We IT practitioners need to organize our business as if we were SaaS or IaaS providers if only to demonstrate that we are cost competitive. When we are able to do this business will be able to make excellent business decisions.
· Core systems where innovation provides a business advantage will stay
· Systems that can be run more economically will stay
· Systems that are not core to the business, where aaS is more economical, will go
Further, as Cloud practices mature, more and more peripheral parts of core systems will migrate out of the corporate data center.
A word about Data Storage: NetApp is already the storage behind many popular IaaS, PaaS and SaaS providers. We earned this role because we are a pretty good fit for the first generation of XaaS services, but our work is not done. We have a compelling roadmap that is designed to ensure that our products are a great fit for private and public clouds going forward.

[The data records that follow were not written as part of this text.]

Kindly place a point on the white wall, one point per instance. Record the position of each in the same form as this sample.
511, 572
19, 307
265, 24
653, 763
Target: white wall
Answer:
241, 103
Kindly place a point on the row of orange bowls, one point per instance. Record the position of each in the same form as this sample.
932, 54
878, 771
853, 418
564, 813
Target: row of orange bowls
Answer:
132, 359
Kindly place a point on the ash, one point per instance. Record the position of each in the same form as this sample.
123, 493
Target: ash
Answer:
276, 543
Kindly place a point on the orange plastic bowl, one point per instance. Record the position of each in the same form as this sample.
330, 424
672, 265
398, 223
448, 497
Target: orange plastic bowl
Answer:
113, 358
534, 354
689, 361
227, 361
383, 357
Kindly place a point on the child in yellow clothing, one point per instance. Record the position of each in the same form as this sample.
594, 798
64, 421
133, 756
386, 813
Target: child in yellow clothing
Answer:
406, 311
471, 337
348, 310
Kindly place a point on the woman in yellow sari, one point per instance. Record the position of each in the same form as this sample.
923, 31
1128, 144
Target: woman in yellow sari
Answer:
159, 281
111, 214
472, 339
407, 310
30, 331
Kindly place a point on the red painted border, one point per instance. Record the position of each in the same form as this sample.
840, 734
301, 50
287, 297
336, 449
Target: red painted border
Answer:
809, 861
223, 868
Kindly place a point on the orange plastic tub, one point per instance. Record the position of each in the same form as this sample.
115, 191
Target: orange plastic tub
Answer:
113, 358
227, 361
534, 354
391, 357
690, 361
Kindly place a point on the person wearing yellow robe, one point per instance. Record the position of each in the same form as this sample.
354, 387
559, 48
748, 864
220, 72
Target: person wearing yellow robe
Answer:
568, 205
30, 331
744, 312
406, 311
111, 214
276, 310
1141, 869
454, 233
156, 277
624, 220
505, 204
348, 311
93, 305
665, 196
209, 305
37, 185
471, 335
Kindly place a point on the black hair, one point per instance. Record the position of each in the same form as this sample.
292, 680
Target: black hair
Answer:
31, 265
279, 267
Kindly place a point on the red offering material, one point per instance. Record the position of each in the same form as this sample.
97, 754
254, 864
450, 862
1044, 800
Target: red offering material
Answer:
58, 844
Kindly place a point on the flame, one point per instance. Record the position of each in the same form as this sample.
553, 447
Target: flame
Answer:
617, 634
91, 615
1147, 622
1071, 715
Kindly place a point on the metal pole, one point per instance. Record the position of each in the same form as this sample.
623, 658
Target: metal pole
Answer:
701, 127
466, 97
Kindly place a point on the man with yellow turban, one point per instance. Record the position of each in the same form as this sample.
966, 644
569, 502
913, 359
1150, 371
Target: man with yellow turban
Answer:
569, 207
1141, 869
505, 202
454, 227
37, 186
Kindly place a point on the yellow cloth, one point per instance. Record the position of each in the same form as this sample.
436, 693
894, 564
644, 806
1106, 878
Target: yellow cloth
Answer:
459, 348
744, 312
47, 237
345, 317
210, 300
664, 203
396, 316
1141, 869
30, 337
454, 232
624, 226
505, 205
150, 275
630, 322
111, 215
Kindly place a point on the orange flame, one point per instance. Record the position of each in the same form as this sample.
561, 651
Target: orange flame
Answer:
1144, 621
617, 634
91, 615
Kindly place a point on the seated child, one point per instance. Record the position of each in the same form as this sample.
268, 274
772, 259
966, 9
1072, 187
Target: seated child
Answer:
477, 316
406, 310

What this means to the corporate Data Center
The corporate data center will be run like a business that competes with Cloud providers. This means that the corporate data center must adopt many of the attributes of the cloud in order to compete. We must be:
· Scalable- To meet variable business demand without incurring project time.
· On demand- Service catalog driven, and competitively nimble.
· Pay as you go- Charge back, we have to describe where the money goes.
· Multi Tennant- If the data center is to compete, it must be efficient
Since the corporate data center will take on these attributes, we have real hope that as the cloud market matures standards will evolve. More than OVF and the Amazon API, practical standards will emerge that allow businesses to run 80% of the time on inexpensive infrastructure in the corporate data center, but take peak loads to the cloud the other 20% of the time.
The corporate data center will be lean and capable of “Cloud Bursting”.
Next section: How the Cloud changes the role of IT.
Bonus: Ever want a score card that keeps track of progress against a roll out plan? How about one that keeps track of progress for a lot of roll out plans? Try this spreadsheet out and dazzle your boss J
There are two perspectives woven into this article which I found a little confusing.
On the one hand there is the IT practitioner perspective highlighted in the statement:
Perhaps this is a wake up call to IT practioners but I have a problem with it. The budget is ultimately the business's and not IT's, and the IT practioner should be aiming to do what is right for the business and not the IT bit of the business. If letting someone else run part of our infrastructure, say with SaaS or IaaS, is a better choice for the business then we should be ahead of the game and evangelising this rather than adopting a defensive posture.
On the other hand the more general perspective of the article is from the outside observing an industry trend. With the general tenet being that the flow towards more IaaS and SaaS is inevitible with a destination of an 80%/20% split of cloud/local being likely, and we need to go with it.
These two different perspectives in the article may really reflect a divide between the "insiders", entrenched practioners getting on with their locally-hosted infrastructure in a rough business cliamte, and seeing the cloud as hype (of which there is more than a little). And "outsiders", industry watchers, early adopters and others who can see a major change happening, but it has lots of parties jockeying for position and muddying the waters.